Thank you for the insightful questions! Please see below...
The research requirements for the Cornell studies involve very high data standards: Specificity and Sensitivity both need to be greater than 95%. That's even more challenging that having an accuracy level that high. We conducted a validation study at the beginning of this project, which revealed we need between 15 and 20 annotations per vessel to achieve that quality level. So, today, we collect 20 annotations per vessel.
Yes - exactly. We are currently working on a method to assign weight to a user's response based on their sensitivity, which will mean we can collect fewer annotations per vessel. This method will also adjust for individual response bias. Once it has been validated, we can even apply it retroactively. This is currently our highest research priority in EyesOnALZ.

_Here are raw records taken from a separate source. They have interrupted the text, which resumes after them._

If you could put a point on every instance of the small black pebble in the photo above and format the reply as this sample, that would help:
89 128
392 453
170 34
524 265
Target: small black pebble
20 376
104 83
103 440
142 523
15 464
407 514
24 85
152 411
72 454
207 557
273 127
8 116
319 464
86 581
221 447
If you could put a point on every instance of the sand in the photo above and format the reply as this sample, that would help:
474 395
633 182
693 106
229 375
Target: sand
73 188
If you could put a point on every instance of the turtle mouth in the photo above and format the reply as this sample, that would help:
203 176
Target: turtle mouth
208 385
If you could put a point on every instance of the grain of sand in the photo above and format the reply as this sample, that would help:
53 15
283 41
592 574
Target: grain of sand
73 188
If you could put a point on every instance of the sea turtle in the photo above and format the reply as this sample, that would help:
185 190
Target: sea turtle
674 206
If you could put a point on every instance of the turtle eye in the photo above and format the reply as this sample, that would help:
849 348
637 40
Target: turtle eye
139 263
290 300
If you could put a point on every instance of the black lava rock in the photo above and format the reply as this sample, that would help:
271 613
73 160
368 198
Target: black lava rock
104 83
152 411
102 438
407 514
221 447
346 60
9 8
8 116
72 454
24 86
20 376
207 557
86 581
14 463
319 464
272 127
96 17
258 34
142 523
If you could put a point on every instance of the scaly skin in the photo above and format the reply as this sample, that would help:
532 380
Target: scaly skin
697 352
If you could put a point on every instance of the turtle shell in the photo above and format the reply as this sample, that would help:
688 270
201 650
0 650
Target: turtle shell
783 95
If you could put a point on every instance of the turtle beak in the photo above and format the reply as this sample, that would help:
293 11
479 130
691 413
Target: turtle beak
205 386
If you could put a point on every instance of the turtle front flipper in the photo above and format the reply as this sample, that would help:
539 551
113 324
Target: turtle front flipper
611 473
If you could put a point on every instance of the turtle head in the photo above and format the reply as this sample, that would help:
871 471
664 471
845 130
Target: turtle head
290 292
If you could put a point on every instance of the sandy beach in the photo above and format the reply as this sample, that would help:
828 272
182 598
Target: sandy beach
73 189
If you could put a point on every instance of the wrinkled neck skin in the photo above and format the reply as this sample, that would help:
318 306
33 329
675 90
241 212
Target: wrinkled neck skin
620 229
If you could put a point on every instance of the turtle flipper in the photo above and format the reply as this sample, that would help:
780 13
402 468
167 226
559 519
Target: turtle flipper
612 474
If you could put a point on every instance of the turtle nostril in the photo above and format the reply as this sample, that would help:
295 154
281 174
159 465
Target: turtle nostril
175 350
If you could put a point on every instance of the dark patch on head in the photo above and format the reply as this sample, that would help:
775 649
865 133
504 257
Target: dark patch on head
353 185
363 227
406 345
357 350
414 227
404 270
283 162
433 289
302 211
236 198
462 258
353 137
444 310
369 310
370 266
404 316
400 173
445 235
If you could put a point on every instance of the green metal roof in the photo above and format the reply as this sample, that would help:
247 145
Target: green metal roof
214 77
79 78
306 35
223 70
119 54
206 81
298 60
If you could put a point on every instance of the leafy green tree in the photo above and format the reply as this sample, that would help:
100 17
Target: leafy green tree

The sudden drop associated with getting dinged for a few incorrect (or disagreed with) annotations is an unavoidable characteristic of our unique method, which ensures that all contributions are helpful, and that web bots or malicious actors cannot adversely influence the data. Another key aspect of this method is that it adjusts rapidly to intraday fluctuations in a user's sensitivity. For example, many people naturally experience an afternoon "slump". We also have Alzheimer's patients participating, who also have moments of higher or lower lucidity, and this ensure they can contribute beneficially anytime they play.
Also, as we continue to curate and build our library of calibration vessels, we hope to reduce disagreements and increase learning opportunities.
Sensitivity is indeed windowed, but the "blue tube" (label credited to @evelynrsmith) already reflects the windowed value. The window size was chosen to balance between statistical power and responsiveness.
I hope that's helpful and thanks again for asking!